There were significant main effects of environment, F(1, 96) = 18.23, p < .001, ηp2 = .16, and rapport, F(1, 96) = 8.63, p = .004, ηp2 = .08 for the number of errors in the free-recall. Participants interviewed in the VE made significantly fewer errors (MVE = 1.92, SD = 2.44, 95% CI [1.20, 2.64]) than those in the in-person face-to-face condition (MF2F = 4.10, SD = 3.18, 95% CI [3.83, 4.18]). Where rapport was present participants made significantly fewer errors (M rapport = 2.26, SD = 2.04, 95% CI [1.54, 2.98]) than when rapport was absent (M No rapport = 3.76, SD = 3.62, 95% CI [3.04, 4.48]). The Environment × Rapport interaction was significant, F(1, 96) = 16.27, p < .001, ηp2 = .15. When rapport was absent, participants interviewed in-person face-to-face made more errors (MF2F No rapport = 5.88, SD = 3.14, 95% CI [4.87, 6.89]) than those interviewed in the VE (MVE No rapport = 1.64, SD = 1.60, 95% CI [.67, 2.65]), p = .001, and when rapport was present participants interviewed in-person face-to-face (MF2F rapport = 2.32, SD = 2.06, 95% CI [1.31, 3.33]) made more errors than this interviewed in the VE (MVE rapport = 1.64, SD = 1.08, 95% CI [1.89, 3.21]), p < .001.

Questioning phase

Correct recall

There were significant main effects of environment and rapport on the amount of correct information recalled in the questioning phase, F(1, 96) = 7.51, p = .007, ηp2 = .07, and F(1, 96) = 4.42, p = .038, ηp2 = .04, respectively.
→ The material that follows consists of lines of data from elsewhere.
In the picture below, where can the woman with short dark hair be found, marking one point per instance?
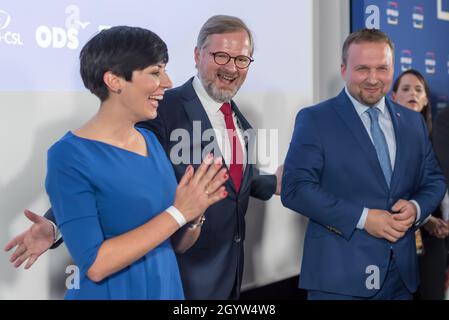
(112, 188)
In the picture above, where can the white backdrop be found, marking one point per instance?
(296, 64)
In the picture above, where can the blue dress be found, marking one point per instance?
(99, 191)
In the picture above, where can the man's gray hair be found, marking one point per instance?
(220, 24)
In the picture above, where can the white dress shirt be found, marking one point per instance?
(216, 118)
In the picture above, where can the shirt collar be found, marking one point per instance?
(210, 105)
(361, 108)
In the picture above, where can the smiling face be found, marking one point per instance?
(368, 72)
(222, 81)
(411, 93)
(142, 94)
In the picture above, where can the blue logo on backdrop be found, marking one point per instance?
(406, 60)
(418, 17)
(392, 13)
(7, 36)
(419, 37)
(430, 62)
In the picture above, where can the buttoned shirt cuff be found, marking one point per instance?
(57, 233)
(418, 213)
(362, 220)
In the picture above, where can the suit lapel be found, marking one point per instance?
(248, 137)
(349, 116)
(197, 115)
(200, 122)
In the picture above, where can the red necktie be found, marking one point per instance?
(236, 165)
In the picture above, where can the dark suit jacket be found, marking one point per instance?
(213, 267)
(440, 139)
(332, 172)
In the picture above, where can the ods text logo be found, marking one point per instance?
(430, 62)
(392, 13)
(418, 17)
(57, 37)
(406, 60)
(6, 36)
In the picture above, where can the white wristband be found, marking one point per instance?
(177, 215)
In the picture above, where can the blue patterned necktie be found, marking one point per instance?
(380, 143)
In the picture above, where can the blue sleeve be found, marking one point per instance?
(301, 188)
(432, 187)
(72, 197)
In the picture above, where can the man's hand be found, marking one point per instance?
(437, 227)
(33, 242)
(381, 224)
(279, 172)
(406, 212)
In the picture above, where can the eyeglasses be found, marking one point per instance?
(222, 58)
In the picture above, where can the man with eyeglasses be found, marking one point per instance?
(213, 267)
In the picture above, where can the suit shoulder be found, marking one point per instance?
(319, 109)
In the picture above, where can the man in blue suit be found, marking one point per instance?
(361, 168)
(213, 267)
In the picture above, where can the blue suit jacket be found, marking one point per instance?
(213, 267)
(332, 172)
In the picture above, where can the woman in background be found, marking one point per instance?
(411, 90)
(113, 189)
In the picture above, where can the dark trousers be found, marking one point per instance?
(393, 288)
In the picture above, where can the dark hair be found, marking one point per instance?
(365, 35)
(220, 24)
(121, 50)
(427, 110)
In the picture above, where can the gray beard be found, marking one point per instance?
(220, 96)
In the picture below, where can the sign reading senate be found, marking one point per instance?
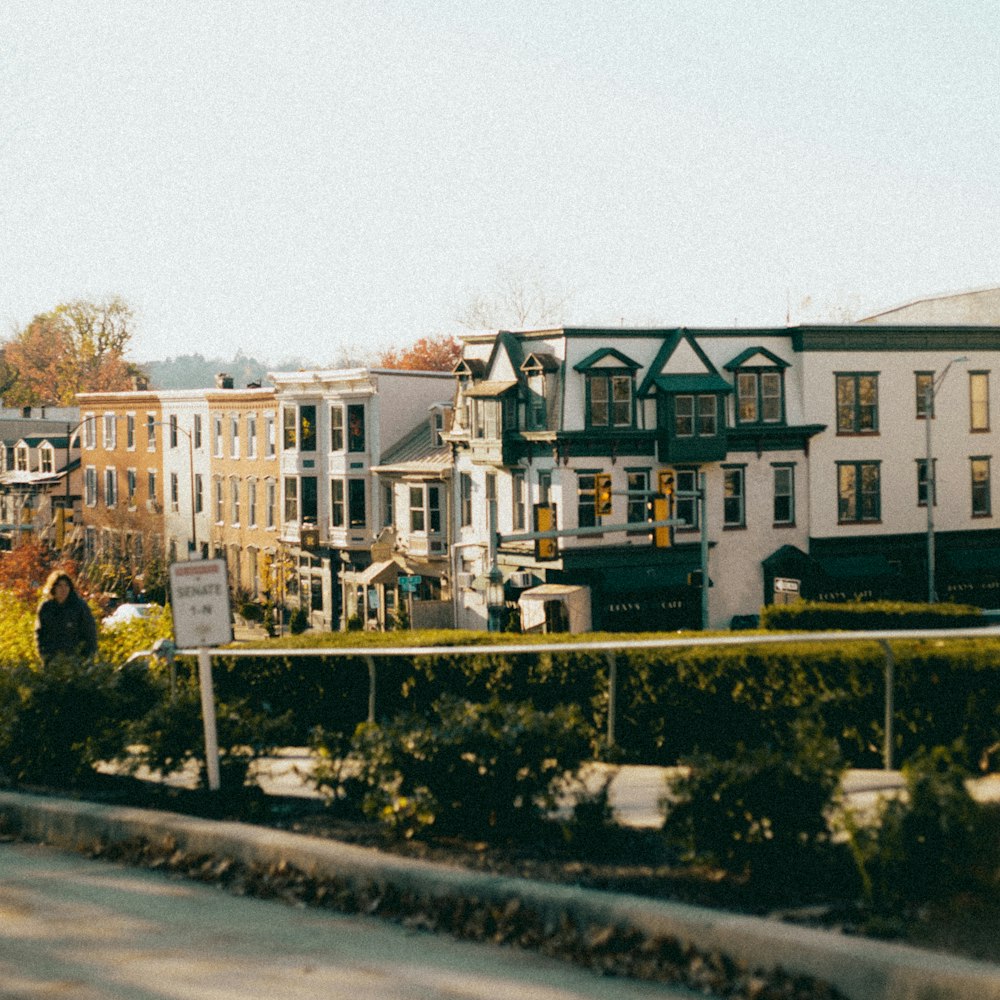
(199, 592)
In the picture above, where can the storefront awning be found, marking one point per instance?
(575, 598)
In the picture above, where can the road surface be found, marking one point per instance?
(90, 930)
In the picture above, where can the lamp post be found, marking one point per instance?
(930, 478)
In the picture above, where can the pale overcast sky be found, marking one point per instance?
(291, 177)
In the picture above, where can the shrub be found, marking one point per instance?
(475, 769)
(925, 844)
(762, 813)
(56, 723)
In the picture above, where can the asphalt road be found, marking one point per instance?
(90, 930)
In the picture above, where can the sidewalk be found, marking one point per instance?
(861, 969)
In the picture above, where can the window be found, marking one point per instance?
(90, 486)
(686, 499)
(760, 397)
(733, 497)
(519, 499)
(270, 503)
(924, 392)
(337, 503)
(857, 403)
(858, 492)
(110, 427)
(637, 510)
(111, 487)
(356, 427)
(270, 440)
(291, 500)
(336, 428)
(695, 415)
(586, 494)
(309, 498)
(784, 494)
(356, 503)
(251, 435)
(252, 503)
(922, 485)
(307, 428)
(465, 498)
(979, 401)
(610, 400)
(981, 504)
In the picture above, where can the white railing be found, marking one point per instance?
(610, 648)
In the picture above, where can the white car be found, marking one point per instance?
(130, 613)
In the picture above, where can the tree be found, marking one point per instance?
(523, 297)
(77, 347)
(430, 354)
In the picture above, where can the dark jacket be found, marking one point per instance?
(66, 628)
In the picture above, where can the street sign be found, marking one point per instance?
(199, 596)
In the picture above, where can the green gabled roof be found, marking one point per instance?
(692, 383)
(606, 352)
(750, 352)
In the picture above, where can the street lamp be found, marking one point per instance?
(931, 390)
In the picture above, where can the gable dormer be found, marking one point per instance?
(690, 401)
(610, 390)
(540, 372)
(759, 378)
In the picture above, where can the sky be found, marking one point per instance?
(309, 177)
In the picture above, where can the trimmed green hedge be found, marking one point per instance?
(817, 616)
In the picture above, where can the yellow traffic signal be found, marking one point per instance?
(661, 511)
(602, 494)
(544, 518)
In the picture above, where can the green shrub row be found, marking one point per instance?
(818, 616)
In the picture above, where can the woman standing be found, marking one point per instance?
(64, 626)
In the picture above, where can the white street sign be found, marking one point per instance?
(199, 592)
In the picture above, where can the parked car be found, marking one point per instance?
(130, 613)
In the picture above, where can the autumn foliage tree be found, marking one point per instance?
(430, 354)
(77, 347)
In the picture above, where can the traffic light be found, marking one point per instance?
(602, 494)
(661, 511)
(544, 520)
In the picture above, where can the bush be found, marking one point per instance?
(474, 769)
(926, 844)
(56, 723)
(761, 814)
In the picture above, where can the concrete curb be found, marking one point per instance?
(861, 969)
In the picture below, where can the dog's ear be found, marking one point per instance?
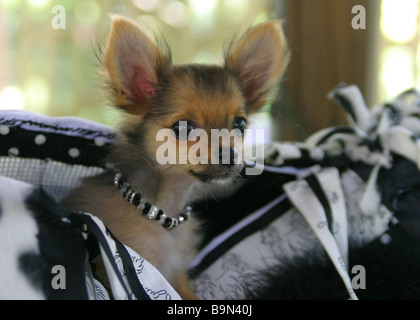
(258, 60)
(133, 64)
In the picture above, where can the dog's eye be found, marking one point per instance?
(182, 128)
(239, 123)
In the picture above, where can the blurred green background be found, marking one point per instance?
(53, 71)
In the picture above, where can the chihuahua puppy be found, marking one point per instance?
(145, 203)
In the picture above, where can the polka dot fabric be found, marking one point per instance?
(69, 140)
(54, 153)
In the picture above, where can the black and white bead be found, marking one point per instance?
(152, 212)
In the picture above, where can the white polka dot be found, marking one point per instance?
(74, 152)
(40, 139)
(100, 142)
(4, 130)
(13, 151)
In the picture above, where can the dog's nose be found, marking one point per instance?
(227, 156)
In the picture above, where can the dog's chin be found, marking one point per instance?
(218, 176)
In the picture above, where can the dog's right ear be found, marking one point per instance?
(133, 64)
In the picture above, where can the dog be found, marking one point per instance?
(142, 202)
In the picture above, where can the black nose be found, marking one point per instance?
(227, 156)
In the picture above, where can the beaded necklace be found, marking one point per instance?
(152, 212)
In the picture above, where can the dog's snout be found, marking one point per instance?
(228, 156)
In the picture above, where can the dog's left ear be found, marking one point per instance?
(258, 60)
(133, 63)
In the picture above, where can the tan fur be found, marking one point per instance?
(155, 94)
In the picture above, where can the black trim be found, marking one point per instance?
(316, 187)
(130, 272)
(104, 244)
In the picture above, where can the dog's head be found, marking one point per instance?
(190, 119)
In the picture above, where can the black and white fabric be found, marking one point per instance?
(346, 199)
(41, 159)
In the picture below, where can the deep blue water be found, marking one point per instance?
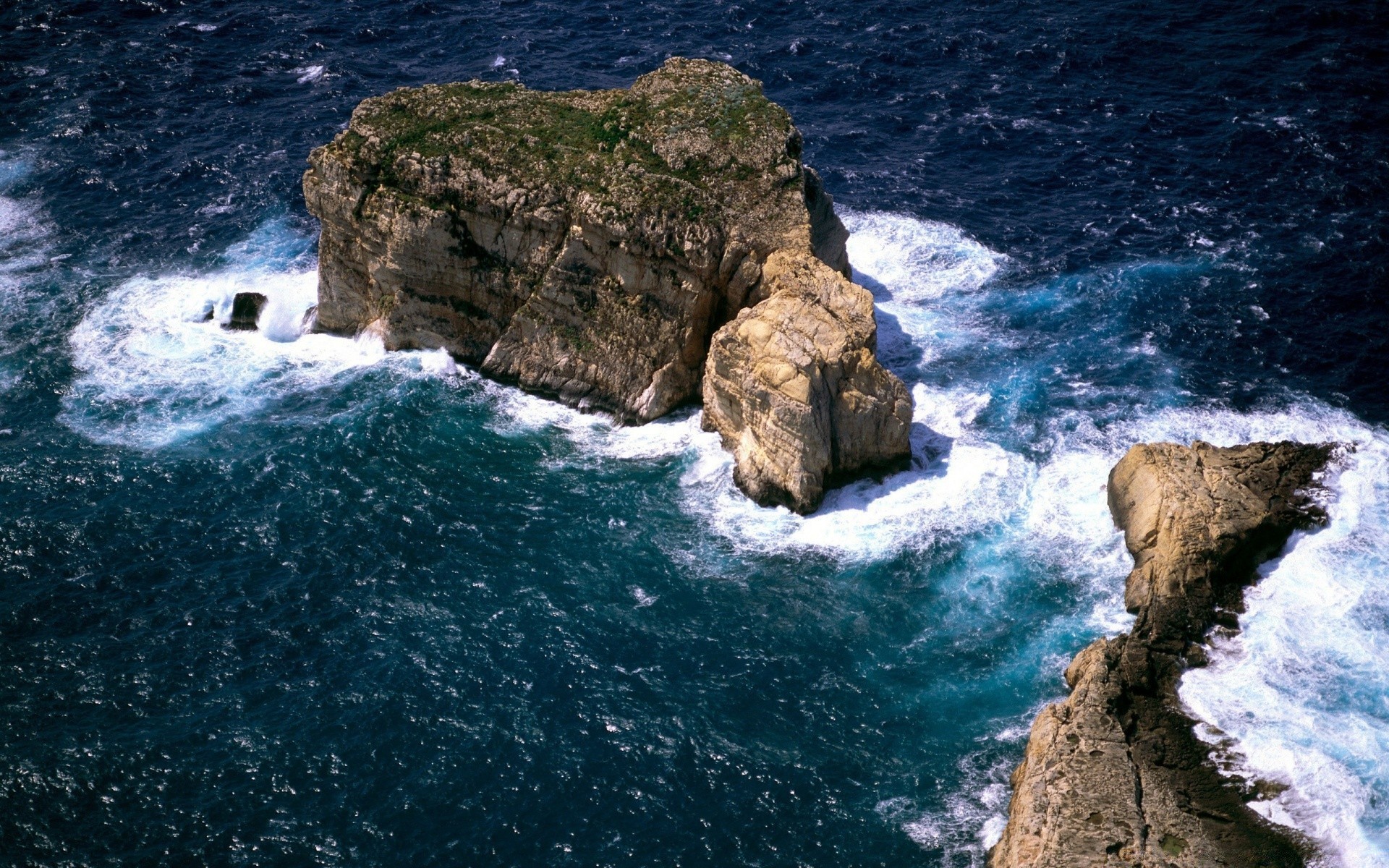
(276, 602)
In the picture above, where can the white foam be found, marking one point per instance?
(1303, 689)
(153, 371)
(156, 370)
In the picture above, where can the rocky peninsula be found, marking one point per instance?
(1114, 774)
(620, 250)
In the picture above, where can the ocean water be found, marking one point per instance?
(285, 599)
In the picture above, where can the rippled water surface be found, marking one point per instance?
(271, 599)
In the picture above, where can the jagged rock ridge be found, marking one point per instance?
(590, 244)
(1114, 775)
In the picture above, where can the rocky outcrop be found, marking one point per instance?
(246, 309)
(1114, 775)
(588, 246)
(794, 388)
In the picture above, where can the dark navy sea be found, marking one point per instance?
(271, 599)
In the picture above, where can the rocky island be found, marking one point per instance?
(1114, 774)
(620, 250)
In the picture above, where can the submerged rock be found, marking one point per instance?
(590, 244)
(246, 309)
(1114, 775)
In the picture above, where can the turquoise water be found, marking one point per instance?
(273, 599)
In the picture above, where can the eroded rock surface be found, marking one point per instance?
(794, 386)
(1114, 774)
(588, 244)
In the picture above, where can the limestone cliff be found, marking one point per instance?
(1114, 774)
(588, 244)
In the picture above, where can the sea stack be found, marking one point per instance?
(1114, 774)
(620, 250)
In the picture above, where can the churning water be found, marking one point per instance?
(281, 597)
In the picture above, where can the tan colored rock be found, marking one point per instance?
(587, 244)
(795, 391)
(1114, 774)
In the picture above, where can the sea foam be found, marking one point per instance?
(153, 373)
(156, 365)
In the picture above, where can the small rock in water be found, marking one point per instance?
(246, 309)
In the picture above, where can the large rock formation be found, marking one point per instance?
(588, 244)
(1114, 775)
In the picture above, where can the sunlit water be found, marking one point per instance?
(282, 597)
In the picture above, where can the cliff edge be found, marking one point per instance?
(593, 244)
(1114, 774)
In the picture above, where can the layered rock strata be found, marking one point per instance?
(1114, 775)
(590, 246)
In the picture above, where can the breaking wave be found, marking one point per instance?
(1024, 399)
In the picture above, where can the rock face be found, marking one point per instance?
(246, 309)
(1114, 775)
(795, 391)
(588, 246)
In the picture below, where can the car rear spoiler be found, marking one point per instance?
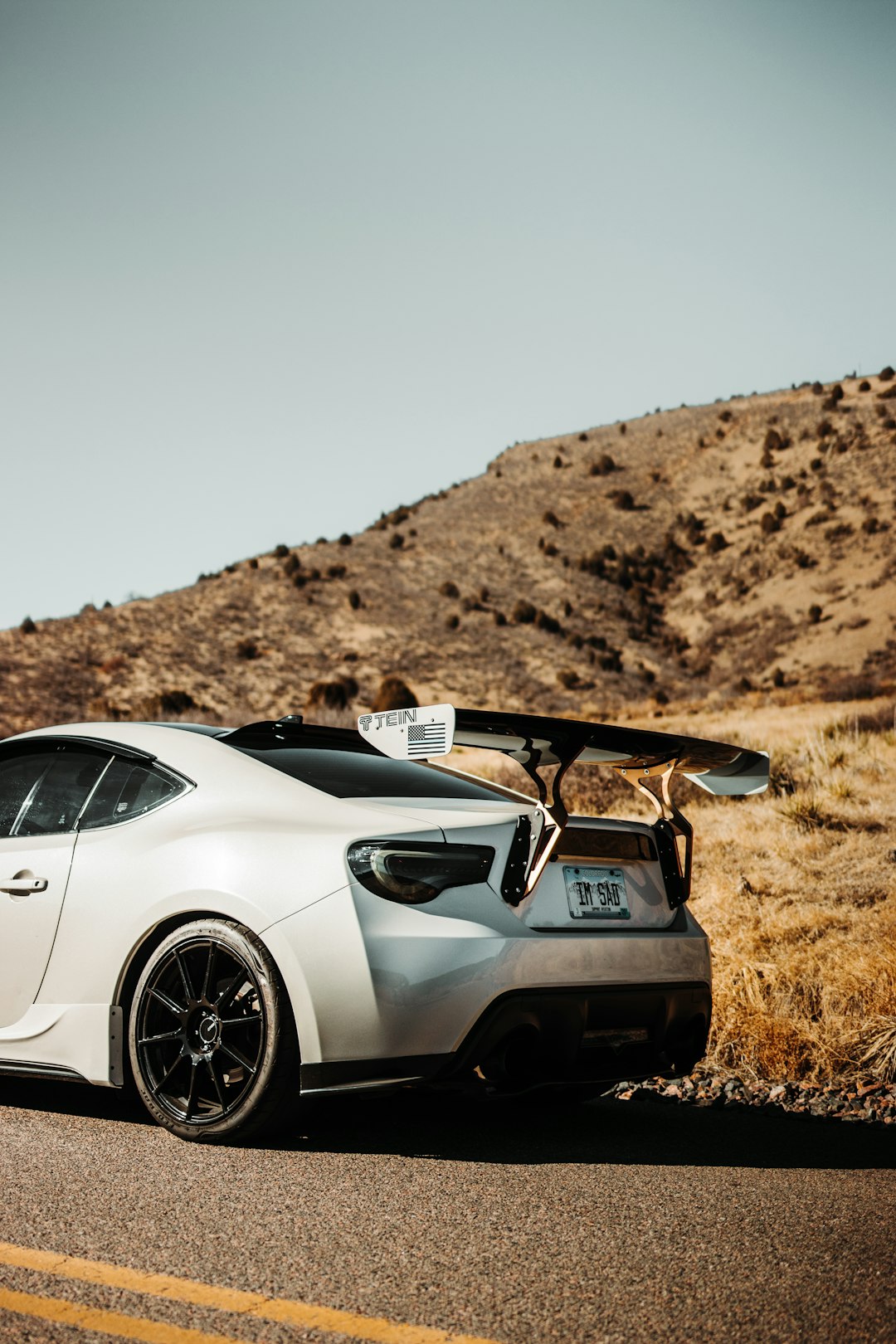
(533, 741)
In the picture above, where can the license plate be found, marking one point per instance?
(597, 893)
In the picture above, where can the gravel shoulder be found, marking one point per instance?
(855, 1101)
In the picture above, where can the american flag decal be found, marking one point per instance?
(426, 739)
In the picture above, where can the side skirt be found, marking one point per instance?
(24, 1069)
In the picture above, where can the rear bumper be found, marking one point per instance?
(387, 993)
(543, 1036)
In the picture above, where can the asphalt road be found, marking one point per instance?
(514, 1222)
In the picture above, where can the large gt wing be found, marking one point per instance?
(720, 767)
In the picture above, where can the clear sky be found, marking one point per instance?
(268, 269)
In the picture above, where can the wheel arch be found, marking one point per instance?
(143, 951)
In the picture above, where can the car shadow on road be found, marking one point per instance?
(528, 1131)
(640, 1132)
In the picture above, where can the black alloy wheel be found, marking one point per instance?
(212, 1034)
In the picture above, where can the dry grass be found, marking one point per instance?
(796, 890)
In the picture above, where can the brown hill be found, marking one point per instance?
(698, 554)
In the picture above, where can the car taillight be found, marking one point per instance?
(414, 873)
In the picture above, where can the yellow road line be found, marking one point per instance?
(110, 1322)
(377, 1329)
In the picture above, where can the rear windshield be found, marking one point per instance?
(353, 774)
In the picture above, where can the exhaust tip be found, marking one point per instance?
(516, 1060)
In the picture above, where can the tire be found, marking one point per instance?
(212, 1035)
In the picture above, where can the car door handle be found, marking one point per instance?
(23, 886)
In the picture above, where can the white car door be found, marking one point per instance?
(43, 788)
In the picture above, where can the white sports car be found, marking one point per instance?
(238, 917)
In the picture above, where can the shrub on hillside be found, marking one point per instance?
(331, 695)
(603, 465)
(547, 622)
(175, 702)
(394, 694)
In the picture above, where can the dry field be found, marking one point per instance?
(796, 888)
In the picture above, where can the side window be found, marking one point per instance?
(128, 791)
(19, 774)
(60, 793)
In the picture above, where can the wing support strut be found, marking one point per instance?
(551, 804)
(670, 824)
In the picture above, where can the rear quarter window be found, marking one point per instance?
(127, 791)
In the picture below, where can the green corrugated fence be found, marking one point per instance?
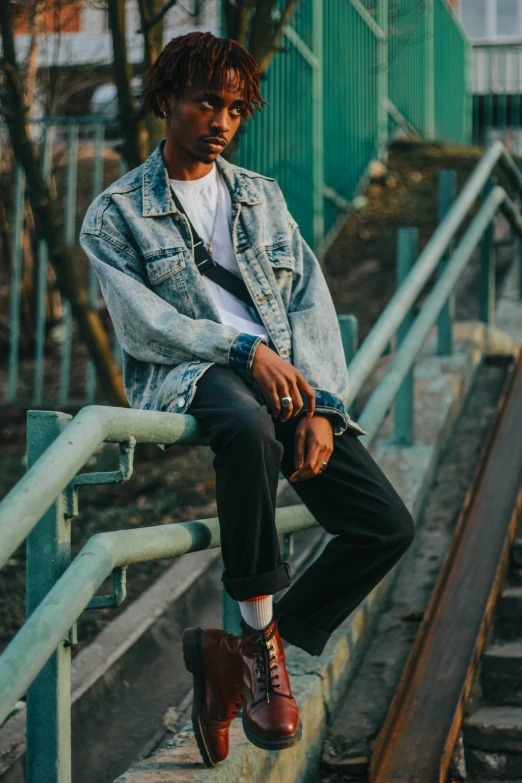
(349, 76)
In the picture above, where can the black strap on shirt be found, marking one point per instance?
(207, 266)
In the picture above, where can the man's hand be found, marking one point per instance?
(277, 379)
(313, 445)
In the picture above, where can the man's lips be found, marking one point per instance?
(215, 144)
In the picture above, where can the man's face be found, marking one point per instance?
(202, 122)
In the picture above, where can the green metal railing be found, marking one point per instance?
(497, 85)
(350, 75)
(41, 506)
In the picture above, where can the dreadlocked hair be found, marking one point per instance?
(203, 56)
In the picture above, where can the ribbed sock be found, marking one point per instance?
(257, 612)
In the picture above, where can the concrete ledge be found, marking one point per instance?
(441, 385)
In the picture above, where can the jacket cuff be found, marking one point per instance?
(241, 353)
(329, 404)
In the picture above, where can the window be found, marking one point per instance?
(473, 15)
(492, 19)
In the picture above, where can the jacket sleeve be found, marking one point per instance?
(316, 333)
(151, 329)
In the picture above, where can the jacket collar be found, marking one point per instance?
(157, 195)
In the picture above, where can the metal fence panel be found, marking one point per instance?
(344, 65)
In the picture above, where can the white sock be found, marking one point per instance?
(257, 612)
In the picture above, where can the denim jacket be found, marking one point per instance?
(165, 319)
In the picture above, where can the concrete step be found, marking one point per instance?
(493, 743)
(516, 553)
(508, 624)
(501, 674)
(485, 767)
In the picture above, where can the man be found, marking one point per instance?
(255, 354)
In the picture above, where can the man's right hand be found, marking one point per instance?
(278, 378)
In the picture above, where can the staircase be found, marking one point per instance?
(492, 734)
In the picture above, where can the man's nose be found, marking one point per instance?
(220, 122)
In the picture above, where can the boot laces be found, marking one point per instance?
(265, 671)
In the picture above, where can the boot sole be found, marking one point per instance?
(272, 743)
(191, 644)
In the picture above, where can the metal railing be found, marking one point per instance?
(497, 86)
(403, 65)
(40, 507)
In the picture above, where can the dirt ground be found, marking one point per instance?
(178, 485)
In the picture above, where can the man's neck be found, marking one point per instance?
(181, 166)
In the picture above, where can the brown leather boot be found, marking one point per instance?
(270, 716)
(213, 657)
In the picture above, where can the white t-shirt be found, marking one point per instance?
(198, 198)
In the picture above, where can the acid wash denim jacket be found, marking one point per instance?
(165, 319)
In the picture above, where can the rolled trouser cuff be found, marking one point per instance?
(310, 639)
(269, 583)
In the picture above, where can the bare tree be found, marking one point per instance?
(48, 218)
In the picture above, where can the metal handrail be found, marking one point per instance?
(24, 505)
(403, 299)
(54, 471)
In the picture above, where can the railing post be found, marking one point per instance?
(406, 255)
(231, 615)
(349, 326)
(447, 192)
(48, 556)
(487, 267)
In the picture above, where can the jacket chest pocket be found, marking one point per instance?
(281, 261)
(280, 256)
(165, 264)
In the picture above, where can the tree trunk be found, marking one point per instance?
(153, 44)
(134, 133)
(50, 227)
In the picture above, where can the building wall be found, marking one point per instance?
(85, 38)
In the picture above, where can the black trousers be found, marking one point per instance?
(351, 499)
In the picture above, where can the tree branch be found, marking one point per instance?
(150, 23)
(50, 224)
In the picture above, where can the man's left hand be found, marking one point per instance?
(313, 445)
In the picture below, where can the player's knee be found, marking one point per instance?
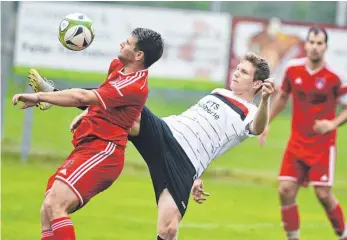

Participants interviewed in the VE recalled more correct information (MVE = 31.54, SD = 11.73, 95% CI [28.72, 34.36]) than those in the in-person face-to-face condition (MF2F = 26.04, SD = 8.76, 95% CI [23.22, 28.86]). Participants also recalled more correct information when rapport was present (M rapport = 30.09, SD = 12.30, 95% CI [28.08, 33.72]) than when it was absent (M No rapport = 26.68, SD = 8.32, 95% CI [23.86, 29.50]). The Environment × Rapport interaction was nonsignificant for the questioning phase, F = 3.78, p = .055.

Errors

The main effects of environment, F = 3.86, p = .052 (M F2F = 7.10 SD = 5.98, 95% CI [5.76, 8.44]; M VE = 5.22 SD = 3.60, 95% CI [5.76, 8.44]), and rapport, F = 2.52, p = .116, were nonsignificant for the number of errors in the questioning phase (M Rapport = 5.40 SD = 3.49 95% CI [5.76, 8.44]; M No rapport = 6.92 SD = 6.09, 95% CI [5.76, 8.44]). However, the Environment × Rapport interaction was significant, F(1, 96) = 5.67, p = .019, ηp2 = .06. Participants reported more errors in the in-person face-to-face condition when rapport was absent (M F2F no rapport = 9.00 SD = 7.11, 95% CI [7.10, 10.90]) than in the VE when rapport was absent (M VE no rapport = 4.84 SD = 4.03, 95% CI [2.94, 6.74]), p = .004. When rapport was present, there were no significant differences between participants in the in-person face-to-face (M F2F rapport = 5.20 SD = 3.85, 95% CI [2.94, 6.74]) and VE conditions (M VE rapport = 5.60 SD = 3.16, 95% CI [3.70, 7.50]).

Interview duration

Global duration

As one might expect due to the additional rapport phase, there was a significant main effect of condition on interview duration (from start to finish including all interview phases), F (1, 96) = 108.22, p = <. 001, η2 = .53. Globally, rapport-building interviews were significantly longer (M = 44.96 mins, SD = 5.12, 95% CI [42.60, 46.17]) than the no-rapport-building interviews (M = 31.17 mins, SD = 9.15, 95% CI [29.38, 32.95]). The main effect of environment was nonsignificant, F (1, 96) = 1.13, p = . 291, as was the Environment × Condition interaction, F(1, 96) = .02, p = . 887.

Recall phase duration

Similarly, the duration of the free-recall and question phases combined, revealed a significant main effect of condition, F(1, 96) = 73.17, p <. 001, η2 = .43. As expected, rapport-building interviews were longer across the combined recall phase (M = 32.71 mins, SD = 5.56, 95% CI [31.33, 34.10]) than the no rapport interviews (M = 24.29 mins, SD = 4.09, 95% CI [22.91, 25.67]). The main effect of environment was nonsignificant, F(1, 96) = .35, p = . 553, as was the Environment × Condition interaction, F(1, 96) = .09, p = . 759.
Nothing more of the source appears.